[Date Prev][Date Next][Thread Prev][Thread Next][Date Index][Thread Index][Subject Index][Author Index]

End-Cretaceous mass extinction papers

From: Ben Creisler
A couple of recent papers about the K/Pg extinction:
Laia Alegreta, Ellen Thomas and Kyger C Lohmann (2011)
End-Cretaceous marine mass extinction not caused by productivity collapse.
Proceedings of the National Academy of Sciences (advance online publication)
doi: 10.1073/pnas.1110601109 
An asteroid impact at the end of the Cretaceous caused mass extinction, but 
extinction mechanisms are not well-understood. The collapse of sea surface to 
sea floor carbon isotope gradients has been interpreted as reflecting a global 
collapse of primary productivity (Strangelove Ocean) or export productivity 
(Living Ocean), which caused mass extinction higher in the marine food chain. 
Phytoplankton-dependent benthic foraminifera on the deep-sea floor, however, 
did not suffer significant extinction, suggesting that export productivity 
persisted at a level sufficient to support their populations. We compare 
benthic foraminiferal records with benthic and bulk stable carbon isotope 
records from the Pacific, Southeast Atlantic, and Southern Oceans. We conclude 
that end-Cretaceous decrease in export productivity was moderate, regional, and 
insufficient to explain marine mass extinction. A transient episode of surface 
ocean acidification may have been the main
 cause of extinction of calcifying plankton and ammonites, and recovery of 
productivity may have been as fast in the oceans as on land. 
Jaime Urrutia-Fucugauchi and Ligia Perez-Cruz (2011)
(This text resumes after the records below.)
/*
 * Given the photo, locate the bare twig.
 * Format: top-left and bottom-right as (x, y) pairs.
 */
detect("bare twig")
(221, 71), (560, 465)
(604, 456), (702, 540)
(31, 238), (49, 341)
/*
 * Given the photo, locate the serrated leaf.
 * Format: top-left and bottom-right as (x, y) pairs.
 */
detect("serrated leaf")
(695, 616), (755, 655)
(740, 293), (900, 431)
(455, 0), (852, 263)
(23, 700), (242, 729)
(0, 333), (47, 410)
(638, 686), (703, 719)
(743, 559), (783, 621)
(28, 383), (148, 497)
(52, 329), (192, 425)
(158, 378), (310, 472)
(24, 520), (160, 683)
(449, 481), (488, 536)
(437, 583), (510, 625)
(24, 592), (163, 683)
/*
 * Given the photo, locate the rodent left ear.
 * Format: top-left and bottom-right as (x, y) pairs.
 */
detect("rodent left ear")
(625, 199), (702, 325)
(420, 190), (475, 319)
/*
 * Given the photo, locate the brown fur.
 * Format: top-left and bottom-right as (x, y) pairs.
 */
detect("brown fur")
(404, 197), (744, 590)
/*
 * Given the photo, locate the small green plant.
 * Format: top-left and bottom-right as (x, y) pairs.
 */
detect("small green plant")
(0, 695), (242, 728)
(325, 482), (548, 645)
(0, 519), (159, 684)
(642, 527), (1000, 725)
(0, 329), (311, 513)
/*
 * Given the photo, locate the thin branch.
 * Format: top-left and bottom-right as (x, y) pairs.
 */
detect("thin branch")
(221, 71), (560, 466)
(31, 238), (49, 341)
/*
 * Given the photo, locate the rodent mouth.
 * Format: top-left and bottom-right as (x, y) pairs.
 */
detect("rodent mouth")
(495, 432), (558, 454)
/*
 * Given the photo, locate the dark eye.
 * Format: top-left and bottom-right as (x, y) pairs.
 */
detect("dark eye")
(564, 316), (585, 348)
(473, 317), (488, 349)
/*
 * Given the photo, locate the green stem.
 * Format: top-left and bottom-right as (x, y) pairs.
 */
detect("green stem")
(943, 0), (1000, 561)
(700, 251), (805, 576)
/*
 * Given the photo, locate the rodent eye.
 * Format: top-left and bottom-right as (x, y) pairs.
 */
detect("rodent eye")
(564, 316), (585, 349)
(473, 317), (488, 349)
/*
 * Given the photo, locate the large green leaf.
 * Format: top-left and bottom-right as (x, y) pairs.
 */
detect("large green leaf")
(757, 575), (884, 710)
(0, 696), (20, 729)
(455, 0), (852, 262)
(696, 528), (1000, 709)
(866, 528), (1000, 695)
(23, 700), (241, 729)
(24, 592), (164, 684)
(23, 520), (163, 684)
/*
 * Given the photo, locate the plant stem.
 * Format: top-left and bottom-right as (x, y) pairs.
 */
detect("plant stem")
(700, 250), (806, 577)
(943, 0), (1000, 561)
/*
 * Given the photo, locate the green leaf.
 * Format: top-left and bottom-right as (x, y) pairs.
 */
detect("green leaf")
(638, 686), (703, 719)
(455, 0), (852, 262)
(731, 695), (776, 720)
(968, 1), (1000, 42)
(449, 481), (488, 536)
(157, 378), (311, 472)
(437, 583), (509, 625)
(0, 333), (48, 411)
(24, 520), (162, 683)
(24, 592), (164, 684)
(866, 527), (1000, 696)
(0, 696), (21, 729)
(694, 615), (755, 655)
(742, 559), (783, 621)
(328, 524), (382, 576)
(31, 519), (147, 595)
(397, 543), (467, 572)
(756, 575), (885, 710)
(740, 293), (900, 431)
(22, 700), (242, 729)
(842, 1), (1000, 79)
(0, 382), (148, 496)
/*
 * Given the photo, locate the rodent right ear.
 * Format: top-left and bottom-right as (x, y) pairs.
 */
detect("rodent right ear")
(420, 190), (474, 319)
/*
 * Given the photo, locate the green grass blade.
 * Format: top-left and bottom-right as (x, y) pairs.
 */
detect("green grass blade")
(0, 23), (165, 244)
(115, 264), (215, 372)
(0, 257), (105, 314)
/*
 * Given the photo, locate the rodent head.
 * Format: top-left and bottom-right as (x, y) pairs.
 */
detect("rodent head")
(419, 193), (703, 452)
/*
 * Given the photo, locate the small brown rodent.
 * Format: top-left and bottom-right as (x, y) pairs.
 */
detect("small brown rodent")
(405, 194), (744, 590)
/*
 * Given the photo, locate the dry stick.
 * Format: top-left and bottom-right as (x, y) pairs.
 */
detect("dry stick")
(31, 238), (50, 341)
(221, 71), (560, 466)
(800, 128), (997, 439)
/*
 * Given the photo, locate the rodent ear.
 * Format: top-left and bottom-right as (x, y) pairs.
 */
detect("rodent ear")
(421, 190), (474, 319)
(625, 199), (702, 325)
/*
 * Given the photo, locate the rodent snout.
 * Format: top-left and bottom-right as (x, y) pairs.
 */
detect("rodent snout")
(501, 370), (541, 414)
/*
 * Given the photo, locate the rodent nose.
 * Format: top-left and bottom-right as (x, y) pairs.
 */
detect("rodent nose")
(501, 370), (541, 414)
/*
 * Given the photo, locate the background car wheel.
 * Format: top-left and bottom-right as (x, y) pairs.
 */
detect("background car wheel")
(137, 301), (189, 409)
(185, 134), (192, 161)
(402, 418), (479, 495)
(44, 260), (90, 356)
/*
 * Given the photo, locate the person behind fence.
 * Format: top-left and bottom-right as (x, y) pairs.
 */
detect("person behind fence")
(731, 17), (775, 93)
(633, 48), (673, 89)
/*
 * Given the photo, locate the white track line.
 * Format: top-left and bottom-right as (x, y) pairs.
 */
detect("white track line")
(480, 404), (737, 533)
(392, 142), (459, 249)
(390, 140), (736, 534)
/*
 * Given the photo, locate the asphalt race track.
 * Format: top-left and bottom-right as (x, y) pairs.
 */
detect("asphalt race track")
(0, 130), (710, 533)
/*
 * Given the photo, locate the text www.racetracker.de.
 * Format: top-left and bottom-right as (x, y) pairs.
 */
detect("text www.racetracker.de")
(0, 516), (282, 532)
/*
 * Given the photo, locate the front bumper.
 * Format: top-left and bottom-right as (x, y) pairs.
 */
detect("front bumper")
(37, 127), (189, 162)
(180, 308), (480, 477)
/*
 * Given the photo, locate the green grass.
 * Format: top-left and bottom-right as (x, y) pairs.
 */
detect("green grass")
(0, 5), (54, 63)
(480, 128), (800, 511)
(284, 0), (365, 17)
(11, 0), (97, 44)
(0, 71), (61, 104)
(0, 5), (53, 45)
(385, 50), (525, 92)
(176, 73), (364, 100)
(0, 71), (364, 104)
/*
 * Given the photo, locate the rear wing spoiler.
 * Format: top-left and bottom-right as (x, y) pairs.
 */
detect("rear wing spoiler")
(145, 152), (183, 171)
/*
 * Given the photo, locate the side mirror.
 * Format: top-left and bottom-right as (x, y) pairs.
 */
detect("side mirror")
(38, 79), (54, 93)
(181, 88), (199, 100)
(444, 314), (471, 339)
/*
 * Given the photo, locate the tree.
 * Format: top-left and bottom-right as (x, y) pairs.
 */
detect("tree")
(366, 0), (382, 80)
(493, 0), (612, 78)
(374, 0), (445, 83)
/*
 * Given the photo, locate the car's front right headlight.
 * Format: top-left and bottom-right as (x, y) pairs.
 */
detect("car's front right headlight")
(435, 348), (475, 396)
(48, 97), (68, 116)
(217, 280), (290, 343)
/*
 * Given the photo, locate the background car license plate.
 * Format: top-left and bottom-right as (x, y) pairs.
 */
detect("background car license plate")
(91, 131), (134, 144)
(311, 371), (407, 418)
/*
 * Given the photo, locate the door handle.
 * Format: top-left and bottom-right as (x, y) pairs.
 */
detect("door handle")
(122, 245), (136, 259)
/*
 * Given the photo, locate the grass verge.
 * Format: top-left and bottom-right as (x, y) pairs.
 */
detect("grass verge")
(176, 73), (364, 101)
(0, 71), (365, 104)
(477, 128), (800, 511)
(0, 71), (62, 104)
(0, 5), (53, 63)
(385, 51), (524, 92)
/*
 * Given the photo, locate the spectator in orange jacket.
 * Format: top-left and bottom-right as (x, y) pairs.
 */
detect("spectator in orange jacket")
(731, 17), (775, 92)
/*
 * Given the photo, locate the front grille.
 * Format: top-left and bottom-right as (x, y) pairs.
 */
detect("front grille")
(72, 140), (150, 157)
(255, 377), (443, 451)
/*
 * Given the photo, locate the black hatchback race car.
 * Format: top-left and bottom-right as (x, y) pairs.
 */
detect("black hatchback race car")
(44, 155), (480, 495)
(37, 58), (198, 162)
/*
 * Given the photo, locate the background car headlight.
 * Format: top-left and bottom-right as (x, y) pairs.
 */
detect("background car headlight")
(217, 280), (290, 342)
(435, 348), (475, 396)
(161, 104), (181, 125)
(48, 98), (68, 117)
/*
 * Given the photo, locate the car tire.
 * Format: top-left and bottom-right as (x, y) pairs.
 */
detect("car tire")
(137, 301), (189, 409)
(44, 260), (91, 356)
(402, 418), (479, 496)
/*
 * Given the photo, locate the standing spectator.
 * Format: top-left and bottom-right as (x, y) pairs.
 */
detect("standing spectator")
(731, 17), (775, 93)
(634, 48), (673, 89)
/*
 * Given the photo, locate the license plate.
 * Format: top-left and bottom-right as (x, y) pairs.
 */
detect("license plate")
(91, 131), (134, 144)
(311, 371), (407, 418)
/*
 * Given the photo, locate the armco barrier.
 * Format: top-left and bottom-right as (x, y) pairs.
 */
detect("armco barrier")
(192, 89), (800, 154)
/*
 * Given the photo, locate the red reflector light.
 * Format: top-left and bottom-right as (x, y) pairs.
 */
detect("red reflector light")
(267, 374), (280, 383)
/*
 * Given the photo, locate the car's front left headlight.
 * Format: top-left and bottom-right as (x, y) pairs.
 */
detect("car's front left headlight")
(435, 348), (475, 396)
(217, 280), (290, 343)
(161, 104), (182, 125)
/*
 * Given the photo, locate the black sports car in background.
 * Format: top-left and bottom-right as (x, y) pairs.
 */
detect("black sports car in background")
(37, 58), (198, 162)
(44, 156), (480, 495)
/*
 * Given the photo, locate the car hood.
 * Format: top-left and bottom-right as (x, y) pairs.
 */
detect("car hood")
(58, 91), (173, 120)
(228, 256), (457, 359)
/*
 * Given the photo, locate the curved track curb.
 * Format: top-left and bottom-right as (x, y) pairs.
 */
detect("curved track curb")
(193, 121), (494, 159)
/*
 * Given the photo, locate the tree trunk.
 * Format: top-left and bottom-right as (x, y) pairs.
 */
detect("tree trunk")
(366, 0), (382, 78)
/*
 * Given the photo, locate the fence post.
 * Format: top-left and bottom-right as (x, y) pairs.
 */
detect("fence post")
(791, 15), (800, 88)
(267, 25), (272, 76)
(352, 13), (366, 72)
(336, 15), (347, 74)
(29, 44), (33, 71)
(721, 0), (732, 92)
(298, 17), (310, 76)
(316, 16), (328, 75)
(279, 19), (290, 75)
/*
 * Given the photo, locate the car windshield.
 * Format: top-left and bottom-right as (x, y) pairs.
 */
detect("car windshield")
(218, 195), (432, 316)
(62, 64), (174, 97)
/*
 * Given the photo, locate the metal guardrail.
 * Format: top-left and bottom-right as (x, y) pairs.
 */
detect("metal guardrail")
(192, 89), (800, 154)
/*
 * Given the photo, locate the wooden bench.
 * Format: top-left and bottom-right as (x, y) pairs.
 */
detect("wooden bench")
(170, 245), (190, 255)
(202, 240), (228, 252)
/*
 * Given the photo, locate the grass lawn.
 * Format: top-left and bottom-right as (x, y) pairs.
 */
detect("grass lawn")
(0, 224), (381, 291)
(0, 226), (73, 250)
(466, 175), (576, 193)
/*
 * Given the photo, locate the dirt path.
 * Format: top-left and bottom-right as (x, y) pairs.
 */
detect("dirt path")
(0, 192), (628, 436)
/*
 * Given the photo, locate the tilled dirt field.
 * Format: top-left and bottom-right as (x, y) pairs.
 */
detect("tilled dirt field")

Buried impact basins, the evolution of planetary surfaces and the Chicxulub 
multi-ring crater.
Geology Today 27: 220–225 
doi: 10.1111/j.1365-2451.2011.00814.x
Impact craters are distinctive landforms on Moon, Mars, Venus and other bodies 
of the Solar System. In contrast, the Earth has few craters, due to the dynamic 
nature of the planet, where craters and other geological structures are 
destroyed, modified or covered. Planetary missions have also shown that in 
other worlds where craters are numerous and well preserved, the crater record 
has been modified, through the identification of buried structures. Studies of 
the concealed crater record have major implications for the crater-size 
frequency distribution and crater-counting chronologies. On Earth, Chicxulub is 
an example of a large multi-ring buried basin. Its study provides clues for the 
investigation other planetary surfaces. In addition, geophysical surveys have 
unravelled its deep 3-D structure, providing data and constraints for new 
planetary missions.